Queen'in ilk single'ı: Keep Yourself Alive

yerel konserlerle ismini duyuran ve hızla ünlenmeye devam eden queen, artık büyük bir konser grubu olmuştu. konserlerinde büyük ışık oyunları, freddie mercury’nin hareketli sahne şovları, brian may’in red special’ı ile elde ettiği kendine özel tonu ve insanların pek alışık olmadığı şekilde rock müziğe entegre ettikleri yoğun piyano partisyonları ile belleklerde iyice yer ettiler. bu esnada vakit kaybetmeden 1973 sonunda ikinci stüdyo albümleri queen ii kaydettiler ve 1974’te ikinci plakları raflarda yerini aldı. artık queen hızla, hem yeni bestelerini kaydediyor, hem de konserler vermeye devam ediyordu.
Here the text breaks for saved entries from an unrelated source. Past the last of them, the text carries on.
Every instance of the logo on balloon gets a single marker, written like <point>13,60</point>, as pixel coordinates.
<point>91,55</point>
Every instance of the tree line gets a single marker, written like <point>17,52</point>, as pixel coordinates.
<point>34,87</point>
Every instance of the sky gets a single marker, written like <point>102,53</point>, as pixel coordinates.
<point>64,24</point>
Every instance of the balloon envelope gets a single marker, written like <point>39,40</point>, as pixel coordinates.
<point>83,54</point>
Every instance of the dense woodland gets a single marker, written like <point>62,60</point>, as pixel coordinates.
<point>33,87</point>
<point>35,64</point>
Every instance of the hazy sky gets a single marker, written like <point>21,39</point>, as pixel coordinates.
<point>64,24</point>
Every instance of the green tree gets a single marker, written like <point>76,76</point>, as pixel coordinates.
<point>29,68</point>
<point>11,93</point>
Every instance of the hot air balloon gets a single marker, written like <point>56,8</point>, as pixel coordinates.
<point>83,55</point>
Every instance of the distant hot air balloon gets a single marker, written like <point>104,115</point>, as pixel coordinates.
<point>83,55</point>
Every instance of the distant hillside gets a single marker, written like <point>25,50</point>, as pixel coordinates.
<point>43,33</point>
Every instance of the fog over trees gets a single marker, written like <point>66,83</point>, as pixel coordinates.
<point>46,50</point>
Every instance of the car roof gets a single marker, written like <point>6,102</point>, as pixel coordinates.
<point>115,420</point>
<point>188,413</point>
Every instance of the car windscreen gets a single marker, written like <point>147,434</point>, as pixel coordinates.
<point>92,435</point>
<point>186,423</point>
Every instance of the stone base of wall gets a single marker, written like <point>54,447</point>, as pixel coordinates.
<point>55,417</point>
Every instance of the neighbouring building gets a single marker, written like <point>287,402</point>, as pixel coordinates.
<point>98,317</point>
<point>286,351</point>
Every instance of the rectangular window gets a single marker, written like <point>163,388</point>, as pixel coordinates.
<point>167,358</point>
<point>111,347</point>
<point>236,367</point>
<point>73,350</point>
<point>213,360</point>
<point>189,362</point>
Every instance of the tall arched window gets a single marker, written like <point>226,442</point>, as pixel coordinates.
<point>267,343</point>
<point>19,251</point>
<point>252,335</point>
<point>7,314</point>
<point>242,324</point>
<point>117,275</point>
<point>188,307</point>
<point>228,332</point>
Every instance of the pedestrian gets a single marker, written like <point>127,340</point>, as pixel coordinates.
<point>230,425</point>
aynı yıl içinde hız kesmeden üçüncü albümleri sheer heart attack kayıtları yapıldı. aslında bu yaptıkları riskli bir şeydi. çünkü henüz tanınma aşamasındayken ellerindeki malzemeyi bu denli hızlı harcıyorlar, bir anlamda da geleceklerini tehlikeye atıyorlardı. çünkü o dönemlerde piyasaya çıkan ve kısa sürede silinen çoğu grubun temel problemi, yaptıkları parıltılı çıkışı sürdürecek kalitede çalışmaları ileride devam ettirememeleri, en güvendikleri materyallerini bir çırpıda harcamalarıydı.

üçüncü albümleri queen açısından çok önemliydi, çünkü ilk kez bir televizyon programından teklif almalarını sağlayacaktı. hem de bu teklif, ülkenin en büyük müzik programı olan, bbc’nin hazırladığı top of the pops’a çıkma teklifiydi. queen için heyecan verici bu teklif aslında tam aradıkları fırsattı. bütün dünyadaki insanların kendileri hakkında fikir sahibi olmasını sağlayacaktı bu deneyim. program çekimlerinde killer queen, now i’m here, keep yourself alive ve seven seas of ryhe adlı parçaları canlı çaldılar ve bu performanslarıyla büyük beğeni topladılar.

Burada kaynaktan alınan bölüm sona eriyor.